The following doesn't seem correct

"🚀".charCodeAt(0);  // returns 55357 in both Firefox and Chrome

That's a Unicode character named ROCKET (U+1F680), the decimal should be 128640.

This is for a unicode app am writing. Seems most but not ALL chars from unicode 6 all stuck at 55357.

How can I fix it?


Solution

  • JavaScript is using UTF-16 encoding; see this article for details:

    Characters outside the BMP, e.g. U+1D306 tetragram for centre (𝌆), can only be encoded in UTF-16 using two 16-bit code units: 0xD834 0xDF06. This is called a surrogate pair. Note that a surrogate pair only represents a single character.

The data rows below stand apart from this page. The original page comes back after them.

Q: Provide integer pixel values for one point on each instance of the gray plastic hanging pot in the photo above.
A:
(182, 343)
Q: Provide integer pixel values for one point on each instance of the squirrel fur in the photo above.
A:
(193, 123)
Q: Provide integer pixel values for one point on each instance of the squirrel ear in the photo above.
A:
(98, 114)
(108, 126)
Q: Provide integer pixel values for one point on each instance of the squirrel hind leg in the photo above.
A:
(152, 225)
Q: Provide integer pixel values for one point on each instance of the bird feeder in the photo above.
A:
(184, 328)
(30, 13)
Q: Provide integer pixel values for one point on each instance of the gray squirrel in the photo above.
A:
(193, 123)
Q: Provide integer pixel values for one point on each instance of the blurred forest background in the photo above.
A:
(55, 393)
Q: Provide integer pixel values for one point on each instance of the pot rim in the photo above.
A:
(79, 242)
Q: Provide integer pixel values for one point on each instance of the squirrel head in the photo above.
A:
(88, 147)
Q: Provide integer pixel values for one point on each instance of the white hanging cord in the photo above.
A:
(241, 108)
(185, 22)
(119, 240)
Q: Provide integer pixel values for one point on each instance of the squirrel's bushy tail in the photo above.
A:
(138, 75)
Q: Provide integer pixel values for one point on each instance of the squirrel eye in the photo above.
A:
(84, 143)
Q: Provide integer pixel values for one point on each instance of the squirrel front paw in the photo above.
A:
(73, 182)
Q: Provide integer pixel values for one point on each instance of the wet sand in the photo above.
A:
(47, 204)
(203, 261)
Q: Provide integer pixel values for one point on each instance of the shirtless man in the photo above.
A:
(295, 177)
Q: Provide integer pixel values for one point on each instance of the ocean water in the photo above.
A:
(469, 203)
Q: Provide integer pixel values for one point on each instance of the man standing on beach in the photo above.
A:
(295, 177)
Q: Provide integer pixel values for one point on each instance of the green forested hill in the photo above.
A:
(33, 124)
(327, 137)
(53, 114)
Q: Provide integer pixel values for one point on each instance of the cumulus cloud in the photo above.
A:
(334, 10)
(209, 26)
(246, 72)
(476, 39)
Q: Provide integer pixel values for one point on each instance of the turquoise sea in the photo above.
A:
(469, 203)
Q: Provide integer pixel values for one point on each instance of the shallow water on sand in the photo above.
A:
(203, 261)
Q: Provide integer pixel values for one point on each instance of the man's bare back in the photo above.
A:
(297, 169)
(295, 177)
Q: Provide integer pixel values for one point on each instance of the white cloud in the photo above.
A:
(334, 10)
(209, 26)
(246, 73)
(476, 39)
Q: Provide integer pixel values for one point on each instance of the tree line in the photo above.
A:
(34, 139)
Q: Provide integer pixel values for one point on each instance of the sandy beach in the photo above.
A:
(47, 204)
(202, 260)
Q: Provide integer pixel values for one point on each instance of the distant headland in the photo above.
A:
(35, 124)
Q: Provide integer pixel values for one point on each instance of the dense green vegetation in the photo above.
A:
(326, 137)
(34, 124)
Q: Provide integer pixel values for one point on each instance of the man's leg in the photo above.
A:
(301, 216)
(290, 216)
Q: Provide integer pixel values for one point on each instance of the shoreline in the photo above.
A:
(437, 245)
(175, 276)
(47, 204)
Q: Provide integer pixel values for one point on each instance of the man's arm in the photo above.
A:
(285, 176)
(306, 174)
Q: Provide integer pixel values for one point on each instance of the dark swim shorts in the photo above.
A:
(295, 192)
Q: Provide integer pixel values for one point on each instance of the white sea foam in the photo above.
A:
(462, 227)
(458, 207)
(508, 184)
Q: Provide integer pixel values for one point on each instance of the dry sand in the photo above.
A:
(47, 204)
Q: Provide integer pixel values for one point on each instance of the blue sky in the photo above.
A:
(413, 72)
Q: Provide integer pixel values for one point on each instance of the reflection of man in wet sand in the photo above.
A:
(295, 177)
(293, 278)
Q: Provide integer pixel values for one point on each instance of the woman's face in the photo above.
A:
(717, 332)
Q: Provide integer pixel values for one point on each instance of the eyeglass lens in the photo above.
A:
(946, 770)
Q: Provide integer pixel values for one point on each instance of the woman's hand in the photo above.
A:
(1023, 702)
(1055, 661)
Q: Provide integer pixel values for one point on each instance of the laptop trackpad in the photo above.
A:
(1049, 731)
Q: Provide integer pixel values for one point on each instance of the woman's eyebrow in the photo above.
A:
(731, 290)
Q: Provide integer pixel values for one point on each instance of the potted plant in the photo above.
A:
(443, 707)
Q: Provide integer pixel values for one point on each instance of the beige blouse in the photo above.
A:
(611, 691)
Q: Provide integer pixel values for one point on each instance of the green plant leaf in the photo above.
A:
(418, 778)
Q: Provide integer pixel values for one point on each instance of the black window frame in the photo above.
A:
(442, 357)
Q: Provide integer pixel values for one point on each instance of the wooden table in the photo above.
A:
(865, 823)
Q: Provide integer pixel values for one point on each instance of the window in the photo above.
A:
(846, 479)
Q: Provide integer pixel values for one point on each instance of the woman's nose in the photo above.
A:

    The first code unit of a surrogate pair is always in the range from 0xD800 to 0xDBFF, and is called a high surrogate or a lead surrogate.

    The second code unit of a surrogate pair is always in the range from 0xDC00 to 0xDFFF, and is called a low surrogate or a trail surrogate.

    You can decode the surrogate pair like this:

    codePoint = (text.charCodeAt(0) - 0xD800) * 0x400 + text.charCodeAt(1) - 0xDC00 + 0x10000
    

    Complete code can be found can be found in the Mozilla documentation for charCodeAt.